Some of my cousins, in their 70s, still work at least part time. I’m not bragging or suggesting this is the best way to live. It’s an “is” in my life and my family’s history.

When people talk about “work-life balance” I don’t really understand, though. I mean, I hear what they say and I am guessing they mean they want to make/take more time for friends, family, activities that are not work related, exercise, play.

But what if work has those elements and it provides what is desired in life?

I have written about being a life-long learner which allows me to explore ideas alone and with others. I teach which gives me great joy in helping others learn and though it’s classified as work, it’s more than that because I too learn when teaching.
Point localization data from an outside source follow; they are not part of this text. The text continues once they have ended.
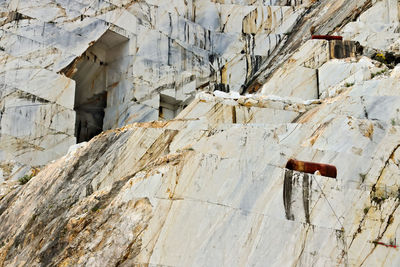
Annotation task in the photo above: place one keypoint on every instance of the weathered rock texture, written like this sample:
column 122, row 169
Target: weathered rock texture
column 209, row 187
column 71, row 69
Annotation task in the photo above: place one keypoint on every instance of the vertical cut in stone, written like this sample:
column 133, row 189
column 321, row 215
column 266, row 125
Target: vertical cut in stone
column 94, row 71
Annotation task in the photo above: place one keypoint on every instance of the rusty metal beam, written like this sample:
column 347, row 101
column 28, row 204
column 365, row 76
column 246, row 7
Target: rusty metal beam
column 327, row 37
column 311, row 167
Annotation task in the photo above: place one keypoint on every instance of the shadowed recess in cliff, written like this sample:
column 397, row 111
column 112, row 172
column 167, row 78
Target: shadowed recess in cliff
column 92, row 72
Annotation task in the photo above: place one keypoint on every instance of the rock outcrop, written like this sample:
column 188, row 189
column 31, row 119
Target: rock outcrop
column 209, row 187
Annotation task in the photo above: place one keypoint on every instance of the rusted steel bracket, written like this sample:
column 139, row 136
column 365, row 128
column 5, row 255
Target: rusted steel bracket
column 312, row 167
column 385, row 245
column 327, row 37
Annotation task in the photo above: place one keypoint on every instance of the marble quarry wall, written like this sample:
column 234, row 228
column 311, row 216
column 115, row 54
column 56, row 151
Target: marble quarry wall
column 72, row 69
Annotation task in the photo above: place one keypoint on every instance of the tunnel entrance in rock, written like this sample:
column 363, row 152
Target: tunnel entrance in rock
column 92, row 74
column 169, row 107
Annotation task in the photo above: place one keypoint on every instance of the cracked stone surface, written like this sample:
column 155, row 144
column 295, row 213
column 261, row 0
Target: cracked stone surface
column 206, row 184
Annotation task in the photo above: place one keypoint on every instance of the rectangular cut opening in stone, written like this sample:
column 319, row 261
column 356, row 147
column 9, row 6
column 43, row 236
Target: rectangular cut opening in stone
column 92, row 73
column 169, row 107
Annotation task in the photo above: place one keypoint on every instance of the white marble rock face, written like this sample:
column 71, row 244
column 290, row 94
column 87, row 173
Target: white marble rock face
column 66, row 62
column 180, row 177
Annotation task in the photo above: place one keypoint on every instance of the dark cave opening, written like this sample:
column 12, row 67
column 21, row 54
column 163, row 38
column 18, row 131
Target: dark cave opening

So when I read this article about work-life balance with insight from George Mason University researcher, Beth Cabrera, I was pretty excited to see that at least in one person’s view, I wasn’t totally off base! Cabrera basically says that finding a work-life balance is impossible, but you can work to better align your time with your goals. Yes, this is more specifically about women because of the (usually) added responsibilities at home. Can it apply to everyone?

Oh and I know that saying about “when you die would you say you wanted more hours at work?” to which you’re supposed to say no. And then again, what if there is joy in what you do and so you would actually want more hours?

Is there such a thing as work-life balance for you? Is there something for which you strive?

If you had it, what would work-life balance look like? Will the future of work—especially for those who work at home or telecommute—provide more or less “balance”? Is it different for men and for women? Does it differ by age and where one is in life’s journey? What do you think?